The entire campus was made available by the university for the demonstration, which was followed by a teach-in at McMillan Theater where a capacity audience heard a group of distinguished authors and scholars discuss various aspects of the life of Jews in Soviet Russia. In addition to a large contingent of Columbia faculty, the procession and teach-in were attended by Congressman William Fitts Ryan and Deputy Mayor Robert Sweet.

The teach-in was described as the first of its kind on a major American campus. It was joined by the prize-winning author, Elie Wiesel; Irving Howe, writer and editor of Dissent; Dr. Abraham J. Heschel, professor of Jewish ethics at the Jewish Theological Seminary of America; the Rt. Rev. Msgr.
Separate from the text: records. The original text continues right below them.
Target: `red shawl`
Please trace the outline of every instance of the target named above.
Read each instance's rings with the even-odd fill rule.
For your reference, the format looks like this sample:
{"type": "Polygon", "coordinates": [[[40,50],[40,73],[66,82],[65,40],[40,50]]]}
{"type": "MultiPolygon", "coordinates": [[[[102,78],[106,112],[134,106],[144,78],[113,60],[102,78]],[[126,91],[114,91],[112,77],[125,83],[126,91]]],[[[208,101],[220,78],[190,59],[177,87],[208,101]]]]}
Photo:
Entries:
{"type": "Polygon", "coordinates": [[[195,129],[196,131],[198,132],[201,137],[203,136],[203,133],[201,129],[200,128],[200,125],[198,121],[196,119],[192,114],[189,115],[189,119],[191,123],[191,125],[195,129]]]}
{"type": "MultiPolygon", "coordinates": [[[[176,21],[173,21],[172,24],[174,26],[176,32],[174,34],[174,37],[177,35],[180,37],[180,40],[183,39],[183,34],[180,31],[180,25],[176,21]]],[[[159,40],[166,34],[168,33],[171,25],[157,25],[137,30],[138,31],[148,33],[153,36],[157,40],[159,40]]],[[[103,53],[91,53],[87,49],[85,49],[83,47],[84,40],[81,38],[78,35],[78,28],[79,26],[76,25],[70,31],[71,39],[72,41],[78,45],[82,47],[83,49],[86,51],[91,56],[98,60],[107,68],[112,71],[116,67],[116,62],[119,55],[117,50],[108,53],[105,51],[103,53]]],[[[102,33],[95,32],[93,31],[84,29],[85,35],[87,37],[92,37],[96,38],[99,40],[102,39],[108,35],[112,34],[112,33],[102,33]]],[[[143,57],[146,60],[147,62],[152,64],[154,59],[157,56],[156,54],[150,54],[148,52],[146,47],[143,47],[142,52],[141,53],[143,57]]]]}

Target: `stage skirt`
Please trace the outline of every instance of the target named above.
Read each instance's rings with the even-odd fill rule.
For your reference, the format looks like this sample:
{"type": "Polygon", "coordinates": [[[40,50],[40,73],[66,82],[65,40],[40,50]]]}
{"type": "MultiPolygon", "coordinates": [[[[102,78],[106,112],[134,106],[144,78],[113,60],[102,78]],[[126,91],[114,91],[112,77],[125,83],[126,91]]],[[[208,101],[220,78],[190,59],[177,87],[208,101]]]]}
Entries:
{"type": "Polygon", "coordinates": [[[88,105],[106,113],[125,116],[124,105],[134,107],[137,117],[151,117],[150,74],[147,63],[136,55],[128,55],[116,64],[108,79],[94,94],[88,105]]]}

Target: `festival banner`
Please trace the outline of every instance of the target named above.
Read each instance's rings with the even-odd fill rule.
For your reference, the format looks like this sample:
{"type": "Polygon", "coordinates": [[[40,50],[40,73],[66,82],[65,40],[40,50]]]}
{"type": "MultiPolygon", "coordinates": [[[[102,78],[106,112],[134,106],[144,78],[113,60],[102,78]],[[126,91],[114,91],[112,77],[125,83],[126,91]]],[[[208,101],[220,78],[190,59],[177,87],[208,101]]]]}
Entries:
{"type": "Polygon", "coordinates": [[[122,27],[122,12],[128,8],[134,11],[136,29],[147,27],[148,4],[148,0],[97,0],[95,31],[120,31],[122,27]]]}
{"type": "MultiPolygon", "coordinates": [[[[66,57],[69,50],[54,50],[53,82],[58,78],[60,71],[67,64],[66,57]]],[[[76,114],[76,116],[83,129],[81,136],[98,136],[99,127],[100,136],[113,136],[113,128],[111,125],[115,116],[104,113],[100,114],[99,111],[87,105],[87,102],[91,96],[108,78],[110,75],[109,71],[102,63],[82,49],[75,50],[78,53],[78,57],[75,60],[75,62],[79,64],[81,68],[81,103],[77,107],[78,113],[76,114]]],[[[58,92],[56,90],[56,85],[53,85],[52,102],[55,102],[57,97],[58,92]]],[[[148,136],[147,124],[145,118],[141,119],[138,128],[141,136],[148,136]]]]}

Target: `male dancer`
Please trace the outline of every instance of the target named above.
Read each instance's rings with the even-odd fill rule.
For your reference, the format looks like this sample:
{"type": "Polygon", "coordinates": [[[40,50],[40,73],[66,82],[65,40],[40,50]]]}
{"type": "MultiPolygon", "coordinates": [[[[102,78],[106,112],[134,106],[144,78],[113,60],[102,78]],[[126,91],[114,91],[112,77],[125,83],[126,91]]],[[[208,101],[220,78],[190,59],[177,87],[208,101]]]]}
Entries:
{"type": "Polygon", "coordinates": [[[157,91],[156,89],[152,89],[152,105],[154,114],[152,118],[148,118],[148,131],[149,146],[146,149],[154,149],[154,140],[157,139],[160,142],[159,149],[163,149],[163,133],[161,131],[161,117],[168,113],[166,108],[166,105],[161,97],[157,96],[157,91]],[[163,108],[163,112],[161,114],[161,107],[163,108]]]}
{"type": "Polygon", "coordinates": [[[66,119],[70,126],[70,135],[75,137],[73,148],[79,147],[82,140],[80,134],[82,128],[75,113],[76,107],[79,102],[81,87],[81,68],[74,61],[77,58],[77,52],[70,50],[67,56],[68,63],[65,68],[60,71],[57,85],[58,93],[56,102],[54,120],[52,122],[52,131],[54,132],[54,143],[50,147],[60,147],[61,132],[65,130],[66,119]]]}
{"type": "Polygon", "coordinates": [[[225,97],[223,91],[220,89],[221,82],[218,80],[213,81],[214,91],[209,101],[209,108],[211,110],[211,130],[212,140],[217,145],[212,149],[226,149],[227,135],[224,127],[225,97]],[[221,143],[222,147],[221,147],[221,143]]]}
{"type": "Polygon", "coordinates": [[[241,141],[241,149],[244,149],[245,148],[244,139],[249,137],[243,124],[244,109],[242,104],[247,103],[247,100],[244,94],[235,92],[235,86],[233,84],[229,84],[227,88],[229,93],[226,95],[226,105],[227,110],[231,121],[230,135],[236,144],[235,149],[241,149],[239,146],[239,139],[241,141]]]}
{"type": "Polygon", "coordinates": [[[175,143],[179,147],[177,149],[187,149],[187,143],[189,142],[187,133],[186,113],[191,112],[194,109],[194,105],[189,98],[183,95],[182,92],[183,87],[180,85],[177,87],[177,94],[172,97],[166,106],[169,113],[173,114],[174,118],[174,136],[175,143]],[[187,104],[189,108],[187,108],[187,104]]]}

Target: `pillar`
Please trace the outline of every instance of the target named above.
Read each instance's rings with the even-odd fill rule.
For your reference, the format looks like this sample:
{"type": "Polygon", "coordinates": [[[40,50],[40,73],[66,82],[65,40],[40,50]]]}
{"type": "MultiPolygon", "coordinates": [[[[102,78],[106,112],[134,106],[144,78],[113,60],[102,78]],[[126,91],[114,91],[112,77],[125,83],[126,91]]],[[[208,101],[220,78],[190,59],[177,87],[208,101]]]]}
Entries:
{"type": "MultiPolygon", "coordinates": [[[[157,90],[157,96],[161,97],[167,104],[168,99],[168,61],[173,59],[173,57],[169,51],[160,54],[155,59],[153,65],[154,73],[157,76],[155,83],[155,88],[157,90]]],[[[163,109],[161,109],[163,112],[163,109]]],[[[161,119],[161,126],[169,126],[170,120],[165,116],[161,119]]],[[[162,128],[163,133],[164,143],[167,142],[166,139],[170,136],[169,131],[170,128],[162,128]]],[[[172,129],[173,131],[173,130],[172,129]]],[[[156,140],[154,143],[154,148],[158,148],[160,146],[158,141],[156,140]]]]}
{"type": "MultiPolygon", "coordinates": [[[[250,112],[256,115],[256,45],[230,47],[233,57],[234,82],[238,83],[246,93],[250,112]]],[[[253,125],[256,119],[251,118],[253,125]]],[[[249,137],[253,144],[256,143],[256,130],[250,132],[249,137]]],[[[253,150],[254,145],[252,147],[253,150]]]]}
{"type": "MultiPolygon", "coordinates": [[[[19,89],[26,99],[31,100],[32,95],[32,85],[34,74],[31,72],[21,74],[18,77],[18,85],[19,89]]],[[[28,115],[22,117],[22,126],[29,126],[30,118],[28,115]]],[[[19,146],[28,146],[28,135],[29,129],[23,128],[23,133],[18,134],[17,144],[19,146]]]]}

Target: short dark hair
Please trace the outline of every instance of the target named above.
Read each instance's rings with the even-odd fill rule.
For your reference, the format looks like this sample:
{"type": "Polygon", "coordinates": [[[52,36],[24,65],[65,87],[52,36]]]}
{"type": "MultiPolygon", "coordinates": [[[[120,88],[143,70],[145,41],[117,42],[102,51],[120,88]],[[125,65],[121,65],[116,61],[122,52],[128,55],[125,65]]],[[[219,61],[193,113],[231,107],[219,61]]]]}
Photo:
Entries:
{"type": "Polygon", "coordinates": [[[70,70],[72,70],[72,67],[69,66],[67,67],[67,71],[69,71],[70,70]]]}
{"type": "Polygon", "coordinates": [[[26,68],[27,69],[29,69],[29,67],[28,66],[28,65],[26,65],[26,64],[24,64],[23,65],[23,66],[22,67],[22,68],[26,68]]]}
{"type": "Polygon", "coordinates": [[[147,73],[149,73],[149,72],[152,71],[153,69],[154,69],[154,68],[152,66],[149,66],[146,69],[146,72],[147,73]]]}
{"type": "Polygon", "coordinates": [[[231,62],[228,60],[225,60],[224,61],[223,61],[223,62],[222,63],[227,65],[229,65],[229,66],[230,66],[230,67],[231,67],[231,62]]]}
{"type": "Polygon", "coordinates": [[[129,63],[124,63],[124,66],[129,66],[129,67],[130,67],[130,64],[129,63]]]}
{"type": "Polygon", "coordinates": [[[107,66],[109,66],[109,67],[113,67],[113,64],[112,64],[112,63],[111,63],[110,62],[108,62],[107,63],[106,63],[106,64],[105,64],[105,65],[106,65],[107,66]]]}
James Edward Rea; Amitai W.Etzioni, associate professor of sociology at Columbia; Peter Juviler, associate professor of government at Barnard College; and B. Z. Goldberg, noted Yiddish essayist and author of “The Jewish Problem in the Soviet Union.”

According to Rabbi A. Bruce Goldberg, Jewish chaplain at Columbia and advisor to the Committee on Soviety Jewry, the purpose of the campaign, which precedes the week of Channukah and Christmas, is “to gain official Soviet endorsement for the Jewish community to live as Jews within the USSR, and permission to emigrate to countries where they will be able to enjoy the religious and cultural liberty that is the heritage of all men.”